Druga połowa rozpoczęła się znakomicie dla gospodarzy, którzy już w 47 minucie wyrównali. Po dośrodkowaniu z rzutu rożnego piłkę do siatki skierował głową Konrad Zaklika. Po stracie gola ekipa gości starał się ponownie objąć prowadzenie, dzięki czemu mecz się wyrównał. Widać było, że oba zespoły starały się wywalczyć komplet punktów, jednak to Legionovia objęła prowadzenie w 78 minucie. Rzut karny dla gospodarzy wykorzystał kapitan Novii Patryk Koziara. Podopieczni Michała Pirosa nie zamierzali zwalniać i już w 80 minucie po szybkiej kontrze prowadzenie gospodarzy na 3:1 podwyższył Bartosz Rymek. Ostateczny cios w tym spotkaniu gospodarze zadali w 82 minucie, kiedy to po szybkiej kontrze gola strzelił Dawid Papazjan. Kibice nie zobaczyli już więcej bramek a spotkanie zakończyło się wynikiem 4:1 po niesamowitych pięciu minutach legionowian, którzy w tym czasie strzelili trzy bramki.

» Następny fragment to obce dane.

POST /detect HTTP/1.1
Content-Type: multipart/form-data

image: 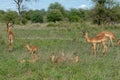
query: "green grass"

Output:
[0,23,120,80]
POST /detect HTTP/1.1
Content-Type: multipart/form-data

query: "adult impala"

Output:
[83,32,107,55]
[96,31,119,46]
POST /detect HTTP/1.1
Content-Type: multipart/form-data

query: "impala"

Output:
[74,55,79,63]
[83,32,107,55]
[7,23,14,51]
[97,31,119,46]
[25,44,38,54]
[50,53,56,63]
[20,54,39,63]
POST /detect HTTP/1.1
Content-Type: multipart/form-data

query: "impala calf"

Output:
[25,44,38,54]
[83,32,107,55]
[96,31,119,46]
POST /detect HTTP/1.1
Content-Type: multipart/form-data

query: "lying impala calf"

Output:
[25,44,38,54]
[20,54,39,63]
[83,32,107,55]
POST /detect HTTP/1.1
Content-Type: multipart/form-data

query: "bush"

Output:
[47,9,63,22]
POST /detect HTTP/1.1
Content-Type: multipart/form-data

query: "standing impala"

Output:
[97,31,119,46]
[83,32,107,55]
[7,23,14,51]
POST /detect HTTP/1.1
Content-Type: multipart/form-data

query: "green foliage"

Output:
[48,2,65,16]
[92,0,118,25]
[47,9,63,22]
[0,23,120,80]
[22,9,46,23]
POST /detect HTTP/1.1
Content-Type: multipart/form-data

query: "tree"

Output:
[47,9,63,22]
[68,8,80,22]
[14,0,37,23]
[48,2,65,16]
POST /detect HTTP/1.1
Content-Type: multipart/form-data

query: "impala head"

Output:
[83,32,88,37]
[25,44,30,48]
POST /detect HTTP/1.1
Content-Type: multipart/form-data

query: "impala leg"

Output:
[102,42,107,55]
[93,44,96,56]
[110,38,114,47]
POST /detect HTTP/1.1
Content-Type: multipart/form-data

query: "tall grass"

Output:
[0,23,120,80]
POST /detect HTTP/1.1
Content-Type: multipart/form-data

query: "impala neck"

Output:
[26,45,31,50]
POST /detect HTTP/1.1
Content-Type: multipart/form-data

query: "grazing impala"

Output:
[97,31,119,46]
[7,23,14,51]
[25,44,38,54]
[20,54,39,63]
[83,32,107,55]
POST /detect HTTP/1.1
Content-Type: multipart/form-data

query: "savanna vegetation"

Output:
[0,0,120,80]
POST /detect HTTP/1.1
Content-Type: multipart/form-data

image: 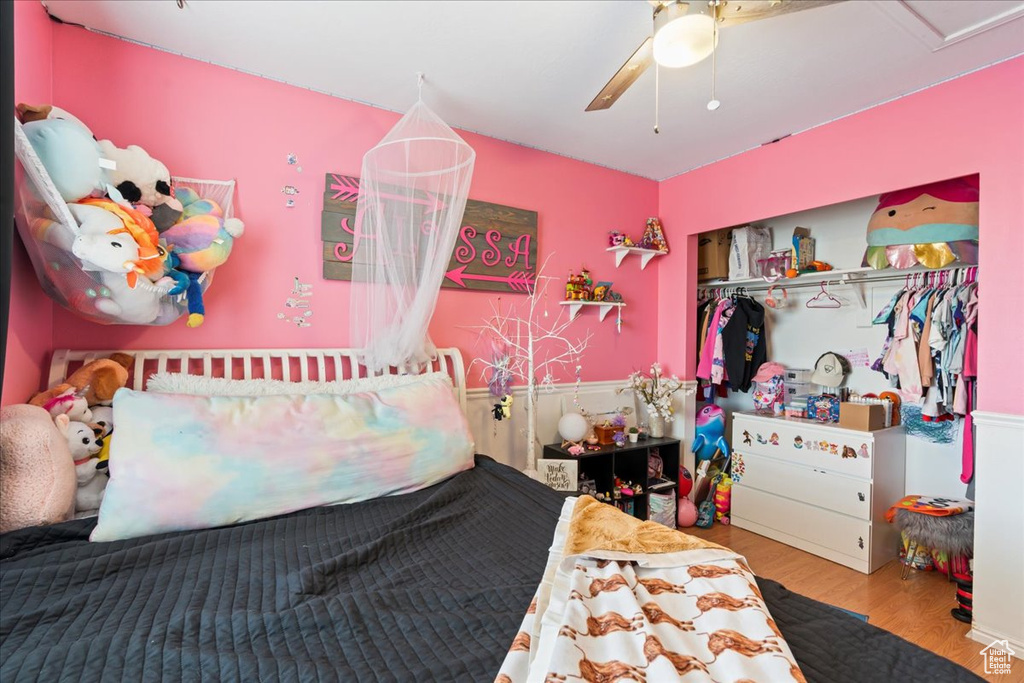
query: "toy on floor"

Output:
[715,474,732,524]
[54,415,106,517]
[0,403,76,533]
[690,404,730,463]
[676,498,697,526]
[696,480,715,528]
[679,465,693,498]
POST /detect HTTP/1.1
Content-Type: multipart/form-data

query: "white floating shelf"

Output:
[559,301,626,321]
[607,247,668,270]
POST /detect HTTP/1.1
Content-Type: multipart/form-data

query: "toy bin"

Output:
[14,120,234,325]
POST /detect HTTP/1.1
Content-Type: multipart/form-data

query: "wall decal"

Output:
[278,278,313,328]
[321,173,538,294]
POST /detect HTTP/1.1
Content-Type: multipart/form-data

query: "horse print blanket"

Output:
[496,496,805,683]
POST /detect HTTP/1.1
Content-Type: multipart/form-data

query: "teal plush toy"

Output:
[24,119,109,202]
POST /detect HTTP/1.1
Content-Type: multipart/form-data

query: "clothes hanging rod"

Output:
[697,265,978,294]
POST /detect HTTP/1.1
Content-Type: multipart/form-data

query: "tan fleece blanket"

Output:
[563,496,728,556]
[495,497,806,683]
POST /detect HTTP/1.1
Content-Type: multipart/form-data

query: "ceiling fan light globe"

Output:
[654,8,717,69]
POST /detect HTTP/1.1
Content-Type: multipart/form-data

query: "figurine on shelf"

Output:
[565,268,594,301]
[640,217,669,254]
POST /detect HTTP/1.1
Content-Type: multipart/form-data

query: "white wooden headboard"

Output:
[46,348,466,413]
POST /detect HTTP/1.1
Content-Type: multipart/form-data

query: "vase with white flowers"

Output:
[618,362,683,438]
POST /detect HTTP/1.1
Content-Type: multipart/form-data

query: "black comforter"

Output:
[0,457,980,683]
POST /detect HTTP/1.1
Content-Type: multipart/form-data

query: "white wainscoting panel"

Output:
[971,411,1024,658]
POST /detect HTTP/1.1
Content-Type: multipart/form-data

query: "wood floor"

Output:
[683,523,999,682]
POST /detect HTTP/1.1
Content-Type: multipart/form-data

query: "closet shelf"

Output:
[558,301,626,321]
[607,247,667,270]
[697,263,978,308]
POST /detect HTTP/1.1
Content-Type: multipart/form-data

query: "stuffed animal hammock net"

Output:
[14,122,234,325]
[349,100,476,372]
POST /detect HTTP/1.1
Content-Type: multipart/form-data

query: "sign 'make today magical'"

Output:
[321,173,537,293]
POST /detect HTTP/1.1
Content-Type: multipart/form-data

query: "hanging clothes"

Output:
[722,297,767,392]
[697,299,733,380]
[871,268,978,428]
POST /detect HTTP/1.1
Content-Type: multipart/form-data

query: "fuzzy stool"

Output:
[894,509,974,579]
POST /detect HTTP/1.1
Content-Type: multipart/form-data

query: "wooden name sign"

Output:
[321,173,537,293]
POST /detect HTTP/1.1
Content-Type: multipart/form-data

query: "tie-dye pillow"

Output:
[90,374,473,541]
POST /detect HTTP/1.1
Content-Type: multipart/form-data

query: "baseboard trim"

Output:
[967,623,1024,661]
[466,380,626,399]
[971,411,1024,430]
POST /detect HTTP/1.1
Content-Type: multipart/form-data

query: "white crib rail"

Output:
[47,348,466,413]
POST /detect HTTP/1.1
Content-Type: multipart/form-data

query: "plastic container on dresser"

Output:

Dzięki sobotniej wygranej w pełnym emocji spotkaniu z Pelikanem Łowicz podopieczni Michała Pirosa mają już na swoim koncie 20 punktów i awansowali na drugie miejsce w tabeli. Do prowadzącego Świtu Nowy Dwór Mazowiecki legionowianie tracą już tylko dwa punkty. Najbliższe spotkanie ligowe piłkarze Legionovii rozegrają na wyjeździe w sobotę (1 października) z ekipą Lechii Tomaszów Mazowiecki, która zajmuje obecnie ósme miejsce w lidze z 14 punktami.
KS Legionovia Legionowo – Pelikan Łowicz 4:1 (0:1)
Bramki: Zaklika (47’), Koziara (78’ kar.), Rymek (80’), Papazjan (82’) – Olpiński (8’)
KS Legionovia Legionowo: Krzywański – Kaczorowski (Gołąb 88’), Choroś, Waszkiewicz, Wojdyga, Sonnenberg (Bawolik 76’), Zaklika (Kumoch 67’), Koziara, Rymek (Barański 88’), Mroczek (Papazjan 75’), Wiejak.
Wyjściowa jedenastka Pelikana Łowicz: Orzeł – Stawikowski, Woliński, Dwórzyński, Pawlicki, Garnysz, Tabor, Sójka, Olpiński, Łojszczyk, Sołtysiński.